Plaisanterie à part, Charlotte Brontë ne croyait pas qu'un bonheur durable pût être atteint en ce bas-monde, et en considérant les drames de sa propre vie, encore moins pour elle que pour les autres. 

Ainsi dans Shirley, il saute aux yeux que Robert et Caroline sont faits l'un pour l'autre, mais le premier se laisse tant obséder par le sauvetage à tout prix de son entreprise, qu'il faut, comme une intervention de la providence divine, un coup de fusil tiré sur lui pour qu'il s'ouvre enfin à l'amour de la seconde. 

Peut-être à la différence d'Elizabeth Gaskell, si je comprends ce que tu dis, Charlotte Brontë manque d'authenticité à l'égard des ouvriers. Certes, elle veut faire entendre leur souffrance et l'injustice qu'ils subissent, mais de manière paternaliste et sans parvenir à faire vivre un personnage fort autre qu'un type idéal trop commode de bonne volonté et de modestie.  

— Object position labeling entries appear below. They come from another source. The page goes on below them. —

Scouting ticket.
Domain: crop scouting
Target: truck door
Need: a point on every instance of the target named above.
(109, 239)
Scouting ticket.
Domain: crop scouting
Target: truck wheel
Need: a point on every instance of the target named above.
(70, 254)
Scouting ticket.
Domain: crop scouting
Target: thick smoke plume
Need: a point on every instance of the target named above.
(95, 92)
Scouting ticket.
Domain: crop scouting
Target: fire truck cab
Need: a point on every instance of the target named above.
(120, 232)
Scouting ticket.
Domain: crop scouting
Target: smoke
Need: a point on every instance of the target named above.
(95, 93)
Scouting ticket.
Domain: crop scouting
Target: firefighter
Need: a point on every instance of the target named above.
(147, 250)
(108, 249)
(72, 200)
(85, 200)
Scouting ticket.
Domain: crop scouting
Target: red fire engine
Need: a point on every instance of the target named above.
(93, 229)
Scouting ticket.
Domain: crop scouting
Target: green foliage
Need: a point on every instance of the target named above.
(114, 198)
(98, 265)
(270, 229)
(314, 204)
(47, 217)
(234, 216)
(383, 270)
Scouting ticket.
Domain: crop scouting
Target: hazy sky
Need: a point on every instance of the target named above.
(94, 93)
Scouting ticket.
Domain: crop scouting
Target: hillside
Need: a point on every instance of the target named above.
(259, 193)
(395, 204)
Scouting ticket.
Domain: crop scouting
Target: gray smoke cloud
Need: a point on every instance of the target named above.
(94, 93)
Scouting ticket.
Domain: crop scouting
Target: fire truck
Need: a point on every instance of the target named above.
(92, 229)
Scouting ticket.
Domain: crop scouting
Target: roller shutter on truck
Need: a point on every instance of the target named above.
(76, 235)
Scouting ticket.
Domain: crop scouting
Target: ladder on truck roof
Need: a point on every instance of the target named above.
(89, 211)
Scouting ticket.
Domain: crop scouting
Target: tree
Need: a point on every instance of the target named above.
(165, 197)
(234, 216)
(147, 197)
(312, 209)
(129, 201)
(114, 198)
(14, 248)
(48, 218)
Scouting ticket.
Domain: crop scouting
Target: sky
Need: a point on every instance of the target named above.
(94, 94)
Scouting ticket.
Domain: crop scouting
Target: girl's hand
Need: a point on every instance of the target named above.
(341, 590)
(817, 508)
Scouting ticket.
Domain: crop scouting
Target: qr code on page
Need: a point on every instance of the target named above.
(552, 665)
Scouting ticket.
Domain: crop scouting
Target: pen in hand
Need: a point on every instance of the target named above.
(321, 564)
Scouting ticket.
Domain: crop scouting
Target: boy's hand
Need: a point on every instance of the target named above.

Je comprends tout à fait, parce que je le partage, l'agacement qu'on peut ressentir devant ce genre de discours empreint de féodalisme.  

Il est bien regrettable que Charlotte Brontë ait raté sa peinture du milieu ouvrier, d'autant plus qu'elle a réussi celle des puissants et des femmes, pour ces dernières, dans toute leur variété d'attitudes à l'égard de leur assujettissement, de son intériorisation à la révolte en passant par l'indocilité timide que Caroline témoigne.

À mon humble avis, Charlotte Brontë a eu le désir de faire de celle-ci une figure emblématique de la souffrance féminine en soulignant de façon aussi tendre que désespérée la pauvreté et la dépendance à laquelle la plupart des femmes de son époque étaient confrontées comme bien d'autres aujourd'hui encore, à l'étranger et dans nos propres banlieues.